The Indiana Court of Appeals ruled in favor of a town in a disannexation order because the plaintiffs in the case didn't file their complaint for relief until after the statute of limitations had run out.
In Town of Cloverdale v. Scott Renner, et al.,No. 67A01-0804-CV-206, four tracts of land belonging to Scott Renner and other plaintiffs were annexed in 1991. Renner and the others claim they received no notice of the annexation and weren't aware of it until 1999 after examining tax statements. They claim they haven't received any services due to them under the annexation, and brought the suit for disannexation, injunction, and damages in March 2006. The trial court ruled in favor of the landowners.
On appeal, Cloverdale argued Renner and the others couldn't bring their suit because the statute of limitations had run, as pursuant to Indiana Code Section 36-4-3-16(a).
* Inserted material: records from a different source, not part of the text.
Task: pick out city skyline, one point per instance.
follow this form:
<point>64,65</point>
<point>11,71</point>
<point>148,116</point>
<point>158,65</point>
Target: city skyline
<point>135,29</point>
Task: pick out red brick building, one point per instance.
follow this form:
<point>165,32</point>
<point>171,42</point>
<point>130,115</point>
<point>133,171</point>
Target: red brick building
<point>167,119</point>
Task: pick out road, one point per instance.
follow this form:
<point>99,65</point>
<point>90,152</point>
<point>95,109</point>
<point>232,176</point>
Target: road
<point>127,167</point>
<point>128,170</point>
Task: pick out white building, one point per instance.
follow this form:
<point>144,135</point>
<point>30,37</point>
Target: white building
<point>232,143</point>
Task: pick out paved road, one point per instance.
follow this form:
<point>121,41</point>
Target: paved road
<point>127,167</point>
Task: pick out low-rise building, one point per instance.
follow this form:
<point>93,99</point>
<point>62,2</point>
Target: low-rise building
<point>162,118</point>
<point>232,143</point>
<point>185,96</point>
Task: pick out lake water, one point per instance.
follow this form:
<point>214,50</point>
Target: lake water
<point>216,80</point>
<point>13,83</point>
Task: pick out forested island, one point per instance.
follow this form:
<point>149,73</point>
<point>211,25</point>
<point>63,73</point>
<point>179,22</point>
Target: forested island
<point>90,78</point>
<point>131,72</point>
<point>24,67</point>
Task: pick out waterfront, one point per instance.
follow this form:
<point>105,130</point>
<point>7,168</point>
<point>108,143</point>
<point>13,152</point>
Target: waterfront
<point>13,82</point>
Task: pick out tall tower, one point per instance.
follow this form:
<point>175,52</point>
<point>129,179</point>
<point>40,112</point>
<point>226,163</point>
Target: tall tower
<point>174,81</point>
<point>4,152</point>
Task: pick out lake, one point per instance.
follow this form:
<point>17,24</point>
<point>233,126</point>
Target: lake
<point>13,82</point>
Based on that statute, the landowners should have filed suit by March 21, 1995. Even if the statute of limitations had tolled, they should have filed by 2000, one year after they claim they discovered the annexation.
The appellate court rejected the plaintiffs' argument that the doctrine of continued wrong prevented the statute of limitations from running out and that the doctrine of estoppel should prevent Cloverdale from raising the statute of limitations defense.
"Inasmuch as the one-year statute of limitations had long since elapsed when the appellees filed their complaint, the trial court erroneously entered judgment in their favor. Given that the legislature has decided that the appellees' claims are time-barred, we need not and will not consider the substance of their arguments," wrote Chief Judge John Baker.